When One Person Changes in a Relationship
The commitment requires the couple to spend enough time actively working on the relationship to keep it at a peak level. Quality and quantity time together keeps the relationship at the forefront of daily life.
They must actively stay connected, communicative, intimate, and playful. And they must commit to healing wounds and working through conflict in a healthy and open way.
More on that below. Practice kindness and mutual respect I have seen couples treat one another in the most unkind, humiliating, degrading, and belittling ways. Somehow kindness and respect get lost as the relationship matures. We let our guard down and take for granted the feelings and worthiness of our lover. When we lose touch with their feelings, we sink into unkindness and disrespect. Spiritual and personal growth counselor Vitae Bergman says this about kindness in marriage: All too often, in my practice as a spiritual counselor, I find couples have derailed their mutual respect in many subtle and not-so-subtle ways through their style of intimacy.
They mistakenly believe being married gives them license to get into each others head. This is what many of my clients think intimacy is about. With this style of intimacy, we project on to our spouse all the demoralizing, self-inflicting wounds we give to ourselves.
Whatever baggage we carry, we thrust upon our partner. Imagine if we spoke to our boss, friend, or teacher the way we speak to our spouse or partner.
5 Ways Your Life Completely Changes Once You're In A Relationship
We must put our beloved on a pedestal of kindness and respect. We should treat them and speak to them in the most loving way possible, as they are the most important person in our life.
Simple courtesy, civility, and deference open the door for deeper intimacy and emotional safety. Learn mature conflict resolution This is where you find the greatest opportunity for personal growth. Relationship conflict often has more to do with the issues and insecurities of the individuals rather than the apparent source of the conflict.
Initially we are attracted to people who reflect qualities we wish we possessed. But over time, those differences appear threatening to us and reveal our own self-doubts.
So we attempt to change the other person in order to make ourselves okay. Shining clarity on these deeper reasons allows you to resolve the core issue and can actually strengthen the bond between the couple. This requires vulnerability and open communication between both people. Of course, many other conflicts are situational or stress-related, but regardless of the cause of the conflict, learning and practicing the skills to resolve conflict in mature and healthy ways are part of the commitment you must make to the integrity of your relationship.

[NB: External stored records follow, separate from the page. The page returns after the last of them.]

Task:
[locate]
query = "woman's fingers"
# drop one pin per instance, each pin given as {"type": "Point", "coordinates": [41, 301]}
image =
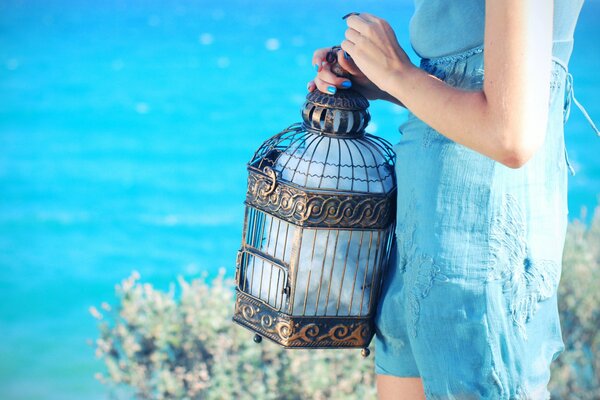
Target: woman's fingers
{"type": "Point", "coordinates": [318, 58]}
{"type": "Point", "coordinates": [353, 35]}
{"type": "Point", "coordinates": [359, 23]}
{"type": "Point", "coordinates": [328, 82]}
{"type": "Point", "coordinates": [348, 46]}
{"type": "Point", "coordinates": [348, 64]}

Here's a great article on mature and healthy conflict resolution. Of course one caveat is that both partners must be on board and motivated to take these steps.

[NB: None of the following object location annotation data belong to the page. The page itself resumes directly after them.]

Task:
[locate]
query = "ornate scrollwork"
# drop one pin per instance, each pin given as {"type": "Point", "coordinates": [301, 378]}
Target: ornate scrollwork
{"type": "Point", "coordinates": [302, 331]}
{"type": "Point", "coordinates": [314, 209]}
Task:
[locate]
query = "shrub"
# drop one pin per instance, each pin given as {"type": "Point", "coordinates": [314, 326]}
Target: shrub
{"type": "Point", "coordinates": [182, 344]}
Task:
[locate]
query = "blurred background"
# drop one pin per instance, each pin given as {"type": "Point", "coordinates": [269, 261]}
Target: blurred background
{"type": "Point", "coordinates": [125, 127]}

This path may feel scary at times, but when such a person has committed to the change process, their partner or significant other may not fully be aware of how their loved one has changed and how it may impact their relationship. Individual counseling can also help to identify the issues you are having in your relationship, but if you are both proactive about opening up and being honest then couples therapy will yield the most benefit.Relationship: First Month Vs. Year Later
This occurs most particularly when their role as protector, defender or enabler becomes undermined through the change in their partner.

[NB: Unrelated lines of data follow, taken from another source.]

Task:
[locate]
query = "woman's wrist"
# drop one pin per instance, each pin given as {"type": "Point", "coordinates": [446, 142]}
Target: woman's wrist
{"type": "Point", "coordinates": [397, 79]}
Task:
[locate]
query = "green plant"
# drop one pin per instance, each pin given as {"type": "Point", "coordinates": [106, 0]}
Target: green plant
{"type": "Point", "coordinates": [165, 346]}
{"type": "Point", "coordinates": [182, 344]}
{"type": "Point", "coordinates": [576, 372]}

As one partner changes through the therapeutic process, the balance of power can shift one of two ways; Equality, equilibrium, mutual recognition, understanding and respect come to define this modified relationship; or one partner accommodates to this new arrangement while the other partner finds it difficult or is unwilling to make a corresponding, complimentary change that recognizes the needs of the other. Maintaining a Healthy Relationship Generally speaking, it is healthy and necessary for people to adapt to changing circumstances and life events.
So, too, it is expected that relationships will change over time. Partners may find themselves on different paths or life journeys. While this is not a necessary end-all-be-all to a relationship, it can surely strain the chemistry between a couple. The first thing you might want to consider is acknowledging these changes.
Failure to be open and honest with your partner may only lead to a breakdown of the relationship. Perhaps you truly want out of the relationship and are fearful of confronting this fact. If this is the case, your complacency and lack of openness will passively move you towards what you truly want — dissolution of your relationship.
To do otherwise, is sabotage of your relationship.